Firecrackers File photo

The Supreme Court refused on Wednesday to interfere with the Calcutta High Court order banning the use and sale of firecrackers in West Bengal on Kali Puja to curb air pollution, saying preservation of life was more important amid the coronavirus pandemic.

A vacation bench of Justices D Y Chandrachud and Indira Banerjee said though festivals were important, but "life itself has been in imperil" amid the pandemic. The bench said the high court knew the local condition better and it should be allowed to do the needful.

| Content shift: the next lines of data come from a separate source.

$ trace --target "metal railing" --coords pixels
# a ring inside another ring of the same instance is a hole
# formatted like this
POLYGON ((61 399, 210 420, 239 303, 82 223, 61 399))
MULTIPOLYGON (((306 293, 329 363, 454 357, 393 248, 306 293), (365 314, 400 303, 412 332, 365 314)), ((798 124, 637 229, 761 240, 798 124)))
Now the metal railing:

The top court was hearing an appeal filed by one Gautam Roy and the Burrabazaar Fireworks Dealers Association challenging the high court order of last Thursday banning the use and sale of firecrackers during upcoming festivals, including Kali Puja and Chhath Puja, to curb pollution. Kali Puja will be celebrated on Saturday.

"We are all battling for life in this situation and all of us have elderly people in our home," it observed. "We are in a situation where at this time, preservation of life is more important and the high court knows what is required at the ground level."

It said the high court had taken care of the interest of citizens, especially senior citizens who may have comorbidities.

The high court had directed that the ban would also be in force during the Jagaddhatri Puja, Chhath and Kartik Puja, adding that the guidelines -- which were in place during Durga Puja, such as no entry to pandals -- would also be in effect.

It had lauded the state government for effectively implementing the court-directed guidelines during the Durga Puja and asked the police to ensure that the norms are strictly enforced on the other festivals as well.

Fifteen people will be allowed in the Kali Puja pandals having an area up to 300 sq metres, and 45 in the bigger ones, the court had said, while disallowing procession during immersion.